Now this is my all-time favourite Van Damme movie. Much like Bloodsport, it remains a classic tournament film showcasing his incredible atheltic abilities and, in many ways, sits comfortably alongside this earlier movie released just a year before. But, for me, the differentiator is Kickboxer’s tough exterior and decidedly adult content. If Bloodsport was the young, fresh faced recruit, Kickboxer was the hardened, battle scarred big brother. In my view, it also built on the elements laid down by Bloodsport and delivered them in much better and stronger doses – the character’s overwhelming struggle, the barbaric training scenes, the relentless fights, the fear of an unbeatable antagonist and so much more.
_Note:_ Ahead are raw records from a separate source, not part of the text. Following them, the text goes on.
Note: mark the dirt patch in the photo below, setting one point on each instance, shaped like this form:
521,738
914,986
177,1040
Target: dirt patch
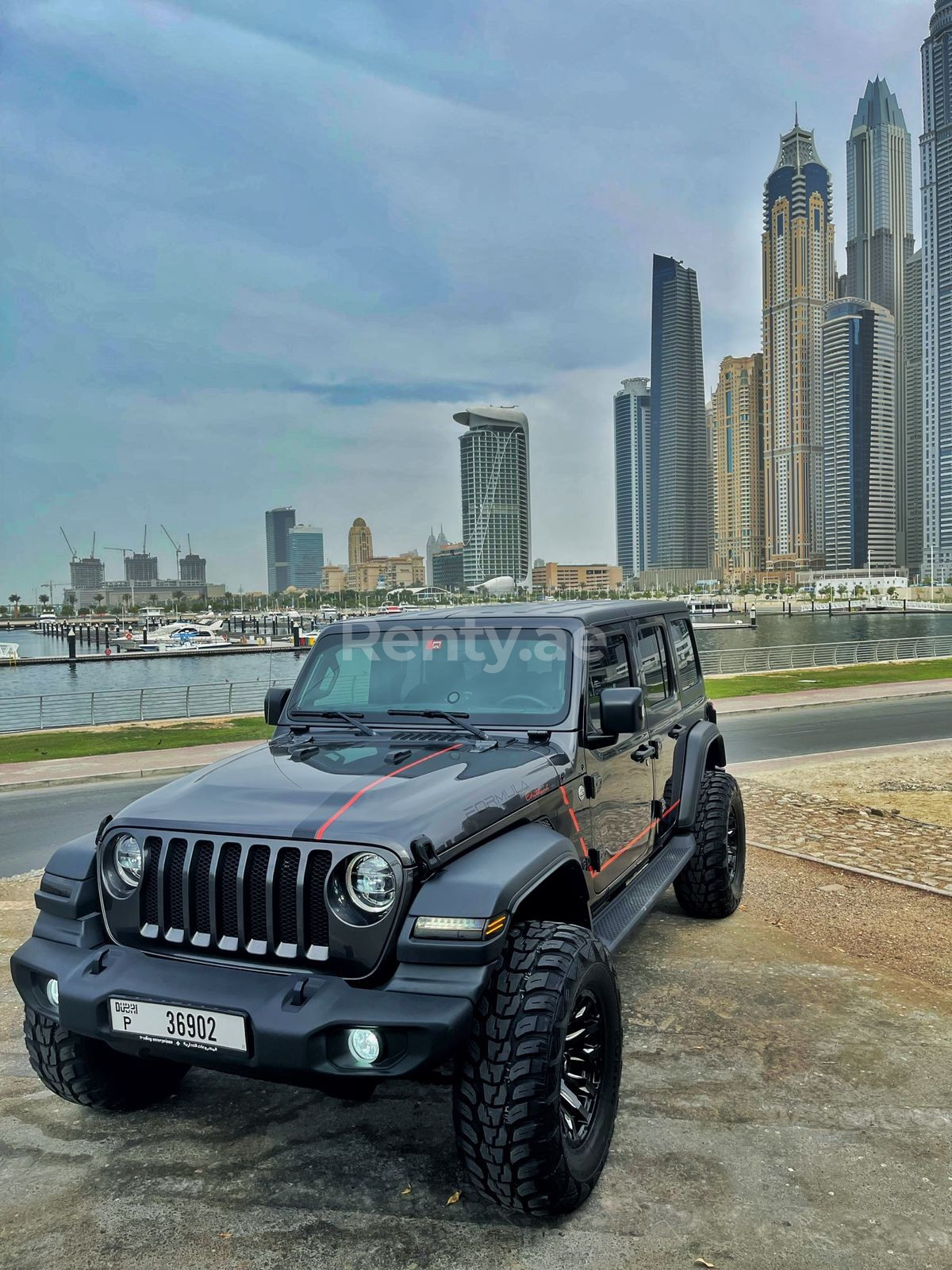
917,785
Kickboxer is not simply a timeless masterpiece of the genre, but it also shows Van Damme at the top of his game. This is physical action cinema at it’s most awesome.

But if you’re a die-hard fan like me, 10 isn’t really enough – is it? Here are some other Van Damme movies I love. Maybe they don’t rank absolute top of the list but I’ve found there’s always something to enjoy. See what you think…
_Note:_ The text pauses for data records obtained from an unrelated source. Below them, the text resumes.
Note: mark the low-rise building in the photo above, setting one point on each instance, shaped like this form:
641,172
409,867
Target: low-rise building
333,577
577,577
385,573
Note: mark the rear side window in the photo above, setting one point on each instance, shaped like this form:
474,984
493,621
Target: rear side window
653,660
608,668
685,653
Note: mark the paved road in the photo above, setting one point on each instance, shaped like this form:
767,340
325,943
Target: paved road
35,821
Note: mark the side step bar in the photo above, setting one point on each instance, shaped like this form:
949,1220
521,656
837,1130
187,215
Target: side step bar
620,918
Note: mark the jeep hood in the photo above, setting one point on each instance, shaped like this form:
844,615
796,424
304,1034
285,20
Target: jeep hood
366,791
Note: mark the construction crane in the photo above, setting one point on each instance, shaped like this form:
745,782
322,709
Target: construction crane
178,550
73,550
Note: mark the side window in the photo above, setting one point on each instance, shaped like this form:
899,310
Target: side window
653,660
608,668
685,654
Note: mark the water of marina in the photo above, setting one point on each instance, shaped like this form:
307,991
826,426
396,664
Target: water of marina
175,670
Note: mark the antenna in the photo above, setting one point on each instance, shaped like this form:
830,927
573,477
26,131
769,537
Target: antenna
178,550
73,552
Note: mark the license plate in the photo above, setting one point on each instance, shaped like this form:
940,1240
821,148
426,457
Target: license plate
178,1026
No Retreat, No Surrender (1985)
A classic, kitsch 80’s cheesefest with Van Damme playing the feared villain, Ivan the Russian. Immensely quotable and endlessly fun.

Replicant (2001)
Very nearly made it into my top 10. A hugely underrated action drama from Hong Kong director Ringo Lam, with Van Damme again playing dual roles and turning in great performances.

Sudden Death (1995)
Sometimes referred to as Die Hard in an ice rink. The likeness is obvious, but it’s still a solid Van Damme action vehicle with a great villainous role for Power Boothe.

Maximum Risk (1996)
Quality Hong Kong style action and Van Damme’s first collaboration with action maestro Ringo Lam. Top tier stunts and action on display here.

Death Warrant (1990)
Van Damme is a cop who goes undercover in prison and fights to expose corruption and murder. A little gem from his early career and takes him to the less frequented location of a claustrophobic prison (revisited later for In Hell).

The Expendables 2 (2012)
Van Damme plays the arch nemesis in this star-studded action packed sequel. It was fantastic to see him back on the big screen and going toe-to-toe with Sylvester Stallone.

Six Bullets (2012)
Another refreshingly dark, moody action drama from director Ernie Barbarash with a strong story, solid performances and brutal action.
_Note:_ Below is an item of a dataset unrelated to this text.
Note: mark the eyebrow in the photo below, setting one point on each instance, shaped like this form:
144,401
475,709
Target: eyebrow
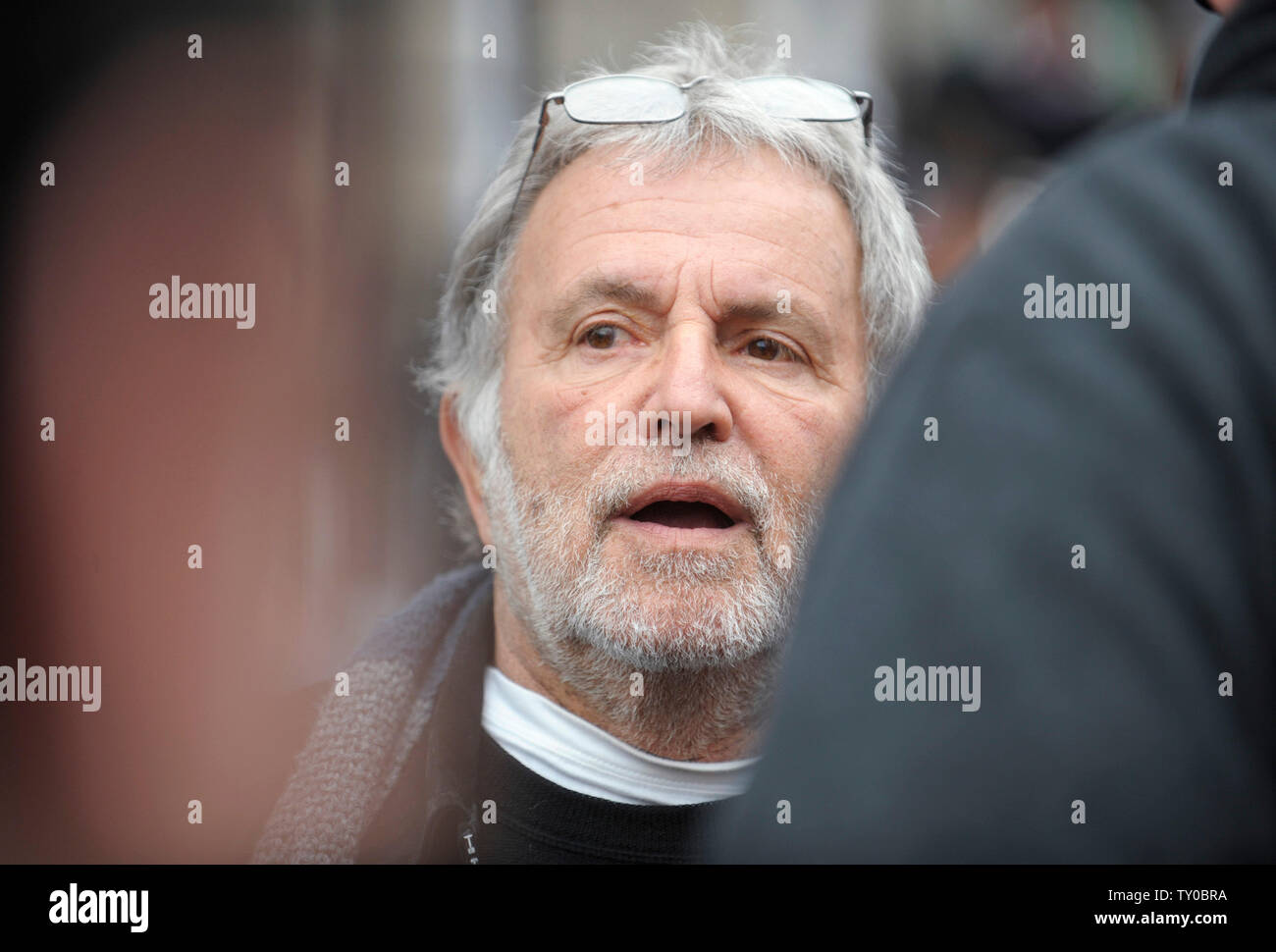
611,290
Universal Soldier: Regeneration (2009)
Director John Hyams reinvigorated the franchise and dragged it in a totally new direction in a one location, claustrophobic action thriller. Plus, it was great to see Van Damme and Lundgren back in the mix.

Universal Soldier: Day of Reckoning
Refreshing the franchise yet again, this sequel played out like a slow burning action-horror with Scott Adkins in the lead and unsettling, memorable performances from Van Damme and Lundgren.

With Pound of Flesh filming and more on the way soon, long may the Van Dammage continue!